The company reported revenue of $6.4 million, up 14% from the same period one year earlier. Domestic sales of the company's Urgent PC Neuromodulation System grew 19% to $3.2 million, up from $2.7 million in the same quarter one year earlier. Domestic sales of Macroplastique grew 11% to $1.5 million, while net sales outside of the U.S. grew 11% to $1.6 million.
"Successful execution of the sales strategies we implemented earlier this fiscal year drove our continued sequential and year-over-year improvement," said President and CEO Rob Kill in a company statement. "We are encouraged with the growth results generated to date for U.S. Urgent PC sales and expect recent trends to continue during the fourth quarter. Our sales force is gaining momentum following our investment in ongoing training during the third quarter and, as a result, we are forecasting 25-30% year-over-year revenue growth for Urgent PC in the U.S. for the fourth quarter of fiscal 2014."
The stock had a volume of nearly 2 million just before the close of the trading day, well above its average of 45,808.
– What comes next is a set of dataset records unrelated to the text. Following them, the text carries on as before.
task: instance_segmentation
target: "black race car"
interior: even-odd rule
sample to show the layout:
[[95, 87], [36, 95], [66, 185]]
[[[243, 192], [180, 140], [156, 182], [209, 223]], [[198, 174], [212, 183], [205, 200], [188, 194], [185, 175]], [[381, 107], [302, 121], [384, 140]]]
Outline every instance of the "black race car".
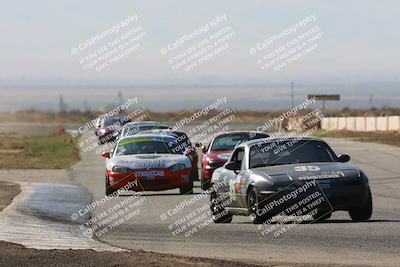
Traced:
[[[368, 220], [372, 197], [367, 176], [313, 137], [275, 137], [238, 145], [212, 176], [215, 223], [233, 215], [253, 223], [291, 216], [324, 220], [337, 210]], [[306, 220], [305, 219], [305, 220]]]

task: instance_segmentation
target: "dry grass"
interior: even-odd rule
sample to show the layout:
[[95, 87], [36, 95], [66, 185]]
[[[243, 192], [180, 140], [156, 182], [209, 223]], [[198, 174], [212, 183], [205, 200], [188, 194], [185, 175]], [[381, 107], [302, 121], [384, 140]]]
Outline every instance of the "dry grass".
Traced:
[[400, 132], [319, 131], [316, 136], [351, 138], [355, 141], [380, 143], [400, 147]]

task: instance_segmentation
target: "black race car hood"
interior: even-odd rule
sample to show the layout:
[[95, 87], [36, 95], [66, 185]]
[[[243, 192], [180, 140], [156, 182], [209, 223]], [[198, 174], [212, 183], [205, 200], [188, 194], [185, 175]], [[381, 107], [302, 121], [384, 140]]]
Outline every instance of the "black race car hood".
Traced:
[[359, 169], [340, 162], [300, 163], [252, 169], [252, 172], [271, 182], [356, 177]]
Separately, TheStreet Ratings team rates UROPLASTY INC as a Sell with a ratings score of D. TheStreet Ratings Team has this to say about their recommendation:
"We rate UROPLASTY INC (UPI) a SELL. This is driven by multiple weaknesses, which we believe should have a greater impact than any strengths, and could make it more difficult for investors to achieve positive results compared to most of the stocks we cover. The company's weaknesses can be seen in multiple areas, such as its deteriorating net income, disappointing return on equity, weak operating cash flow and feeble growth in its earnings per share."